Friday, August 5, 2011

Beat'em First

Charles Krauthammer proposes what he thinks just might be "The Solution" to the debt crisis.

As he envisions it, his proposal would proceeds in three stages, the first and most important of which is "Tax Reform":
True tax reform that removes loopholes while lowering tax rates is the Holy Grail of social policy. It appeals equally to Left and Right because, almost uniquely, it promotes both economic efficiency and fairness. Economic efficiency — because it removes tax dodges that distort capital flows (and thereby diminish productivity) while cutting marginal tax rates (thereby spurring growth). Fairness — because a corrupted tax code with myriad breaks grants deeply unfair advantage to the rich who buy the lobbyists who create the loopholes and buy the lawyers who exploit them. Which is why the 1986 Reagan-Bradley tax reform was such a historic success.
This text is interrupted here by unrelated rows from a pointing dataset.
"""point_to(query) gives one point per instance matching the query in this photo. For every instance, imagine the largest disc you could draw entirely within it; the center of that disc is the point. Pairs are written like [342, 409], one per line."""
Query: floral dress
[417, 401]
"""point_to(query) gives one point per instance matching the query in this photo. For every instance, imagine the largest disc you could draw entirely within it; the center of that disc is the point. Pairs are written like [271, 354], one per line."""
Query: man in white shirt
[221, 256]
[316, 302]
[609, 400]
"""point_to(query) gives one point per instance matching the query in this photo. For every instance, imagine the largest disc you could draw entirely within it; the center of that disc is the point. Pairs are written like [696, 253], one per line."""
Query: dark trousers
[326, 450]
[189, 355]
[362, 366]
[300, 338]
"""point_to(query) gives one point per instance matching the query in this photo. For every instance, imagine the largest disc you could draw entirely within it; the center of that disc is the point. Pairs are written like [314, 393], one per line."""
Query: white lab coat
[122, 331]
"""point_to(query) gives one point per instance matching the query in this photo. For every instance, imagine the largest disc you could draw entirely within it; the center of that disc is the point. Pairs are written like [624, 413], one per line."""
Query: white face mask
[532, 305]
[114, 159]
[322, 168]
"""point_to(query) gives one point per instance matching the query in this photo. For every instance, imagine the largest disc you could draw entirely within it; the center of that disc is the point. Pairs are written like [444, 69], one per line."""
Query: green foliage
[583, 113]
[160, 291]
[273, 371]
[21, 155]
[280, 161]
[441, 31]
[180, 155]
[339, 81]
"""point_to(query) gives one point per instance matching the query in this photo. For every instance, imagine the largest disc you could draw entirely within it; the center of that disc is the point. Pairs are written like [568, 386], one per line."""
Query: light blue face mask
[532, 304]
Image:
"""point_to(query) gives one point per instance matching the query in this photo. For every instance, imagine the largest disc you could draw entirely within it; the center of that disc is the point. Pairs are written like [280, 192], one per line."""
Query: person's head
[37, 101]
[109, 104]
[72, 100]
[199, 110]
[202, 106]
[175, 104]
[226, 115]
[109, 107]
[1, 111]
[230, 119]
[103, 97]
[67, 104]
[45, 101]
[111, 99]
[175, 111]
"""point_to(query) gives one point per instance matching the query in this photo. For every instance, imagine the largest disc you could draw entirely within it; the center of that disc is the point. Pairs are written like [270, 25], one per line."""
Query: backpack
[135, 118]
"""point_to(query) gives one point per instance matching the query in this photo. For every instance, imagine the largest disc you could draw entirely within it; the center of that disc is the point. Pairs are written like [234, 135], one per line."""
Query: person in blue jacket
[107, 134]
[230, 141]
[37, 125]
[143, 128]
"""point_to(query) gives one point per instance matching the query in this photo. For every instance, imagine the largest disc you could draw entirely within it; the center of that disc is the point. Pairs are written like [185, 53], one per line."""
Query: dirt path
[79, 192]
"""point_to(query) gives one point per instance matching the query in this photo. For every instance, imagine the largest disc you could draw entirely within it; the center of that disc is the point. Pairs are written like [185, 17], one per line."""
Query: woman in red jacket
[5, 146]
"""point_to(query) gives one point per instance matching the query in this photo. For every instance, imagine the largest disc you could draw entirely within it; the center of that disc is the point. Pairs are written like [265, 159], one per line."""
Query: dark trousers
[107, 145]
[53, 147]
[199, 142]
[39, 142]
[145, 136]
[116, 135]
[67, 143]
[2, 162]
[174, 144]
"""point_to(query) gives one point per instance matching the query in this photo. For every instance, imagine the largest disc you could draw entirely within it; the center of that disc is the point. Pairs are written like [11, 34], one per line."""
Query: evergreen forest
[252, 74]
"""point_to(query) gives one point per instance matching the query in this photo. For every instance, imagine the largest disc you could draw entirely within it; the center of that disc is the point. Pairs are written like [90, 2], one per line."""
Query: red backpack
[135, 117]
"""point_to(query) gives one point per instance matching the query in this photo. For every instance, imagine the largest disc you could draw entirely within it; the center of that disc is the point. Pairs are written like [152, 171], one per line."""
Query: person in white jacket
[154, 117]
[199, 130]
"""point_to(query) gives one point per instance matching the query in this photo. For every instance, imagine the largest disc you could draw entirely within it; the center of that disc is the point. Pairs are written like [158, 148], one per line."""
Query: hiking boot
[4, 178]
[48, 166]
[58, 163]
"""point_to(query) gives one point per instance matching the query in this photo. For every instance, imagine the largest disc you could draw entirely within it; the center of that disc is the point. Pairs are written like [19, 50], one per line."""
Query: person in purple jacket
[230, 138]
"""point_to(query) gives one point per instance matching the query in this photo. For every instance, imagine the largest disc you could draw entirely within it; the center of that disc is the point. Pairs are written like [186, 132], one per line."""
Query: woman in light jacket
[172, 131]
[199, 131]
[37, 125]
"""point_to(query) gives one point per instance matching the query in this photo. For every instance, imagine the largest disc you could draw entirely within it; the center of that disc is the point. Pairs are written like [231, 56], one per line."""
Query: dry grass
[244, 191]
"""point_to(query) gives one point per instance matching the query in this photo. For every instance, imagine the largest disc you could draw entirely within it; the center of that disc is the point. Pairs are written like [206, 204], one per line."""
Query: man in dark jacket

It satisfied Left and Right, promoted efficiency and fairness, and helped launch two decades of almost uninterrupted economic expansion.
I'm afraid his premises here are seriously flawed.

To begin, removing "loopholes" has only lately, and conveniently, become a demand of the American Left.  The fact is, various loopholes, alongside a progressive income tax scheme with multiple and increasing marginal rates have historically been the bedrock of liberal tax policy.  (By the way, the definition of a "loophole":  Any legal tax deduction or subsidy with which I disagree.)

The desire by the Left for progressive rates should be obvious.  The rich, who have benefited most (and probably unfairly, i.e., at the expense of others), should pay more taxes and at higher rates than those with fewer advantages in life's lottery.  But loopholes, too, have always been championed more by liberals than by conservatives, much more.  The meddling Left is forever striving to encourage one behaviour, installing solar panels, for example, while discouraging others, using tobacco products.  The provision in the tax code for  deductions and subsidies that try to accomplish just that is an all-too-easy avenue for social engineering that the Left, and the Democrat Party that represents it, will not abandon easily.

Moreover, and almost as important, loopholes reliably create constituencies that become increasingly dependent upon them, constituencies that are thereby extremely loyal to the political party that promises to secure them.  Think labor unions, think "green" anything, etc.

As a result, the Left has little to no interest in making grand, or even small, bargains exchanging flatter income tax rates for fewer tax loopholes.

So, you might ask, why did they agree to just such a bargain in 1986?

First, the Left didn't, the Democrats did.  They did so because Reagan, not Obama, was president.  They did so because the GOP, not the Democrats, controlled the Senate.  They did so because there were still enough truly conservative, mostly southern, "Blue Dawg" Democrats in the House to give Reagan and the Republicans a working majority.

With all due respect to Dr. Krauthammer, the only sure solution to the debt crisis is the very real prospect of electoral defeat by the Democrats, not contracting clever deals with them.

And even after we beat'em, we had better keep the Republicans on a very short leash as well.